[Numpy-discussion] polyfit with fixed points

Wed Mar 6 19:29:24 EST 2013

On Wed, Mar 6, 2013 at 4:52 PM, Jaime Fernández del Río <
jaime.frio at gmail.com> wrote:

> On Tue, Mar 5, 2013 at 5:23 AM, Charles R Harris <
> charlesr.harris at gmail.com> wrote:
>
>>
>>
>> On Tue, Mar 5, 2013 at 12:41 AM, Jaime Fernández del Río <
>> jaime.frio at gmail.com> wrote:
>>
>>> On Mon, Mar 4, 2013 at 8:37 PM, Charles R Harris <
>>> charlesr.harris at gmail.com> wrote:
>>>
>>>>
>>>> There are actually seven versions of polynomial fit, two for the usual
>>>> polynomial basis, and one each for Legendre, Chebyshev, Hermite, Hermite_e,
>>>> and Laguerre ;)
>>>>
>>>
>>> Correct me if I am wrong, but the fitted function is the same regardless
>>> of the polynomial basis used. I don't know if there can be numerical
>>> stability issues, but chebfit(x, y, n) returns the same as
>>> poly2cheb(polyfit(x, y, n)).
>>>
>>> In any case, with all the already existing support for these special
>>> polynomials, it wouldn't be too hard to set the problem up to calculate the
>>> right coefficients directly for each case.
>>>
>>>
>>>> How do you propose to implement it? I think Lagrange multipliers is
>>>> overkill, I'd rather see using the weights (approximate) or change of
>>>> variable -- a permutation in this case -- followed by qr and lstsq.
>>>>
>>>
>>> The weights method is already in place, but I find it rather inelegant
>>> and unsatisfactory as a solution to this problem. But if it is deemed
>>> sufficient, then there is of course no need to go any further.
>>>
>>> I hadn't thought of any other way than using Lagrange multipliers, but
>>> looking at it in more detail, I am not sure it will be possible to
>>> formulate it in a manner that can be fed to lstsq, as polyfit does today.
>>> And if it can't, it probably wouldn't make much sense to have two different
>>> methods which cannot produce the same full output running under the same
>>> hood.
>>>
>>> I can't figure out your "change of variable" method from the succinct
>>> description, could you elaborate a little more?
>>>
>>
>> I think the place to add this is to lstsq as linear constraints.
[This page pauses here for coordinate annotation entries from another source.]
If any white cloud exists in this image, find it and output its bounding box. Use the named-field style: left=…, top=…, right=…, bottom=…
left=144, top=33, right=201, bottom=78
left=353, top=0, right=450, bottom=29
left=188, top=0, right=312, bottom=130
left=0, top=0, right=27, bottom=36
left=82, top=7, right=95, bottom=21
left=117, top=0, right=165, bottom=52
That is,
>> the coefficients must satisfy B * c = y_c for some set of equations B. In
>> the polynomial case the rows of B would be the powers of x at the points
>> you want to constrain. Then do an svd on B, B = u * d * v. Apply v to the
>> design matrix of the unconstrained points A'  = A * v.T so that B' becomes
>> u * d. The coefficients are now replaced by new variables c' with the
>> contraints in the first two columns. If there are, say, 2 constraints, u *
>> d will be 2x2. Solve that equation for the first two constraints then
>> multiply the first two columns of the design matrix A' by the result and
>> put them on the rhs, i.e.,
>>
>>     y = y - A'[:, :2] * c'[:2]
>>
>> then solve the usual l least squares thing with
>>
>>     A[:, 2:] * c'[2:] = y
>>
>> to get the rest of the transformed coefficients c'. Put the coefficients
>> altogether and multiply with v^T to get
>>
>>     c = v^T * c'
>>
>
> Very nice, and works beautifully! I have tried the method you describe,
> and there are a few relevant observations:
>
>  1. It gives the exact same result as the Lagrange multiplier approach,
> which is probably expected, but I wasn't all that sure it would be the case.
>

It's equivalent, but I'm thinking in algorithmic terms, which is somewhat
more specific than the mathematical formulation.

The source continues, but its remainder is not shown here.